Genetically Modified Labeling Bill Introduced in House


Representatives Mike Pompeo of Kansas and G.K Butterfield of North Carolina have introduced a bill that would prohibit state governments from enacting laws requiring labeling of foods containing genetically modified ingredients. The legislation is titled The Safe and Accurate Food Labeling Act. The Coalition for Safe and Affordable Food has been pushing for this type of legislation – but Pompeo says the purpose of the legislations is to ensure the U.S. can produce food that feeds the world. He says cross breeding of crops has been occurring for a long time – and he considers genetic modification a more sophisticated way of cross breeding. The legislation would require companies to submit new GM products to FDA – which would examine the products and put on a label if there is evidence of adulteration, food safety or mislabeling.


The American Farm Bureau Federation says its farmers and ranchers are encouraged by the bipartisan effort on this legislation. AFBF President Bob Stallman says this measure will make it clear that the FDA should be the nation’s foremost authority on the use and labeling of foods with GM ingredients. The diversity of innovative options farmers and ranchers have in regard to how they grow food is one of the reasons Stallman says U.S. consumers enjoy a wide variety of foods that are also among the most affordable in the world. Farm Bureau supports all production practices that ensure consumers are receiving safe and healthy food – but will stand opposed to those who want to take tools and technologies away from America’s farmers and affordable choices away from consumers.
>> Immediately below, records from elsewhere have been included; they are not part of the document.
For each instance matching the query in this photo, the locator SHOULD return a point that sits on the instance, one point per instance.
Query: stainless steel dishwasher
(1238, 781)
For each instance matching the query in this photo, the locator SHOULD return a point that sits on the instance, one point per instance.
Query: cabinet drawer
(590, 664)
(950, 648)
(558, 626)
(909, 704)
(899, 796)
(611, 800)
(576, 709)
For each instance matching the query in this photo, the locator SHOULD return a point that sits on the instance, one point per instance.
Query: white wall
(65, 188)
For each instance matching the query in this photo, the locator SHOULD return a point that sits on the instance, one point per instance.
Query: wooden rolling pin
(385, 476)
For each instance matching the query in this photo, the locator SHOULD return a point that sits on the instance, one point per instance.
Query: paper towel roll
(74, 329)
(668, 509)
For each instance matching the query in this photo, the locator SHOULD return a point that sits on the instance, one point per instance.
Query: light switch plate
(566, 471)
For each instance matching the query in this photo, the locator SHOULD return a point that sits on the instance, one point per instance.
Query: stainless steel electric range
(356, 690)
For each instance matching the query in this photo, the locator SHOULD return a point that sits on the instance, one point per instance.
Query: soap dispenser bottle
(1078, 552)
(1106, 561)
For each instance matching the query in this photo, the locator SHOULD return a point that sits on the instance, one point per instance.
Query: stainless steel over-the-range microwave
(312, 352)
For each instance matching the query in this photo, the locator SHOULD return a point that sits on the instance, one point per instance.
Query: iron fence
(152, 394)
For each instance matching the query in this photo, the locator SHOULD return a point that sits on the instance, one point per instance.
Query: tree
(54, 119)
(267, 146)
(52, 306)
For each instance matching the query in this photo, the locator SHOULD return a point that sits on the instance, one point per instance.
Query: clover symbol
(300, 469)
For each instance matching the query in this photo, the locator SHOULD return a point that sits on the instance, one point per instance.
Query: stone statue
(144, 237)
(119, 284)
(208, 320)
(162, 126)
American Soybean Association President Ray Gaesser says this legislation is a commonsense, science-based approach to an issue close to the hearts and minds of many consumers. Gaesser says Americans want to know their food is safe – and the solutions proposed in this bill will ensure they have that information. Genetically modified soybeans have been in widespread use by American farmers since 1997 – according to Gaesser – and he says not only have they been tested and proven safe – they have also not been traced to any human or animal health risk. That’s why he says farmers grow them and feed them to their families.


More than 40,000 members of the National Corn Growers Association work tirelessly to provide America’s families with a wide variety of nutritious, quality food choices that are safe and affordable – according to NCGA President Martin Barbre. He says a federal GMO labeling solution will allow consumers to feel confident in the safety of American food by affirming FDA’s sole authority in food safety and labeling decisions.

This legislation is vital to giving America’s farmers certainty about what the rules of the game will be when it comes to labeling foods containing GMOs – according to National Council of Farmer Cooperatives President and CEO Chuck Conner. Conner says a 50-state patchwork of different labeling laws and regulations wouldn’t only burden farmers and food producers – but would cause significant confusion among consumers at grocery stores across the nation. He says growers and farmer co-ops across the U.S. have embraced biotechnology as a way to increase yields in an environmentally and economically sustainable way. The only proof necessary about the benefits of biotech crops is the drought of two-years ago – according to Conner. With a world population to meet 9-billion people by 2050 – he says GMO crops will play a key role in feeding the future – and this legislation is an important step in cutting through misinformation about GMOs.